Primera lección de la historia. Sin creciente democracia acompañante, sin participación efectiva en expansión, sin debate social abierto, no hay resguardos sólidos. Con hipoacusia y centralismo, secretismo y autoritarismos, con prejuicios y recelos izquierdistas semejantes a los de derecha, no se salvan revoluciones.

Segunda lección: el sistema de propiedad crea el modo de democracia. Los propietarios en cada época generaron su propia democracia y la extendieron al resto de la sociedad, siempre de acuerdo con sus intereses.

Necesario, cuando se cierran puertas y ventanas, abrir otras muchas que apunten en la dirección del viento. Se cierra para evitar males y peligros. Los que se  abre con necesaria osadía es para multiplicar el susurro y vigor de instituciones, multitudes, población, familia, ciudadano, individuo, solidaridad y pueblo.

Luego sigue todo. El resto interminable.

Entronizar y vigorizar paso a paso  la propiedad social, evitando cualquier equívoco y trapalería. Hoy podríamos comenzar. Mañana también.

De alguna manera eficiente y práctica, no de forma deletreada y dogmática, es posible retornar al punto ideológico y económico en que fueron posibles los sueños represados de la humanidad. Sin perder el almanaque, por supuesto, que dice 2013 y siglo XXI.

Cada día, andar pasos públicos en esa dirección. Arrebatar al Estado su papel de celestina prodiga, que ampara poderes no democráticos, escuda burócratas y corrupción del pensamiento. Y que a largo plazo ralentiza la velocidad de los procesos sociales y las esperanzas mundiales.

La propiedad estatal permite demasiadas sinecuras y desproporciones impropias que impiden avanzar por el camino socialista legítimo. Obliga a constantes “pragmatismos” y prebendan que desvían camino y apuntan nuevamente a poderes omnímodos, vitalicios, arbitrarios y antidemocráticos.

Exceso de pragmatismo aniquilan el alma socialista. Muchos rejuegos para la retención del Poder, mucha hipocresía y oportunismos políticos, alejan y oscurecen interminablemente cualquier meta. La desconfianza se entroniza, el desgaste paraliza gomas delanteras y apaga el motor.

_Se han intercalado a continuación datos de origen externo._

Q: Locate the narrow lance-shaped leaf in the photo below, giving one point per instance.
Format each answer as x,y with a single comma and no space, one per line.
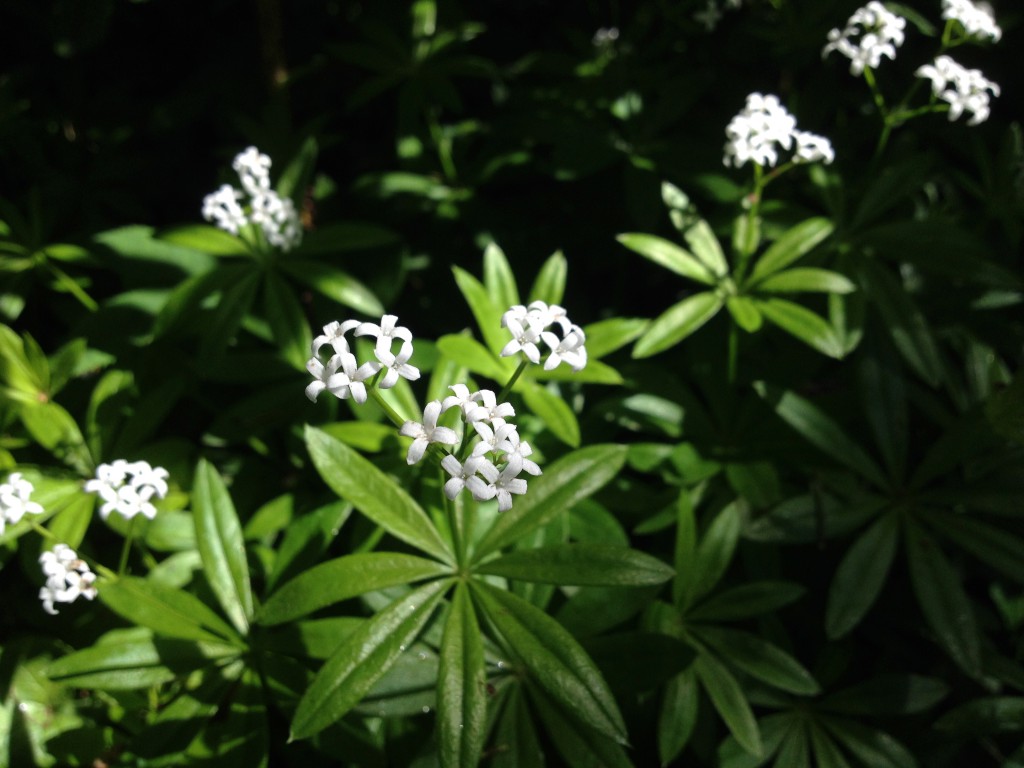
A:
363,658
221,545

El camino de la propiedad social es inequívoco. Ningún truco  hábil de índole política, verbal o económica, lograra evitarlo. Ni podrá camuflajearlo con follajes de utilerías.

Es, esta vez sí, una forma magna de destino manifiesto y natural, para las entonces antiguas clases sociales y las legiones humanas, que viene mereciendo desde los albores esa meta social.

No es posible que esa última mezcla de patrón a medias y propietario ambiguo, perturbado por el Poder y a nombre de ideales y justicias improvisados y oportunistas, se proponga así, con comentarios mediáticos  y apoyo hoy y luego mañana de prensa escrita, radial y televisada, perpetúe el uso del mismo candado e igual celador. Es decir, el salario.

Al parecer, el salario es la fruta envenenada que convertiría en difunto a cualquier intérprete ciego o amago de transformación . Salario, que en manos estrictas del Estado además se torna pírrico, rígido, decreciente, burocrático, improductivo,  inapelable.

¿Otra vez  montar al sudoroso protagonista en el escenario de largas y fatigosas carreras, llevando solo el añejo legajo de la propiedad de su fuerza de trabajo? No creo, imposible,  a menos que historia e ideología no sean más que simples cuentos de camino.

Nueva desgracia sería. Otro infeliz final, de los que nos tienen acostumbrados los siglos y con los que se volverían a trancar las esperanzas. Un escenario para la desolación económica y la desilusión espiritual. Tampoco creemos, creo yo,  en las delicias mentirosas del happy end. Nada nos es dado con facilidad y gentileza.

Será seguramente otro doble final, terrible y hermoso, con múltiples combates y derrotas repetidas para el maléfico y contradictorio ser retrógrado que llevamos dentro.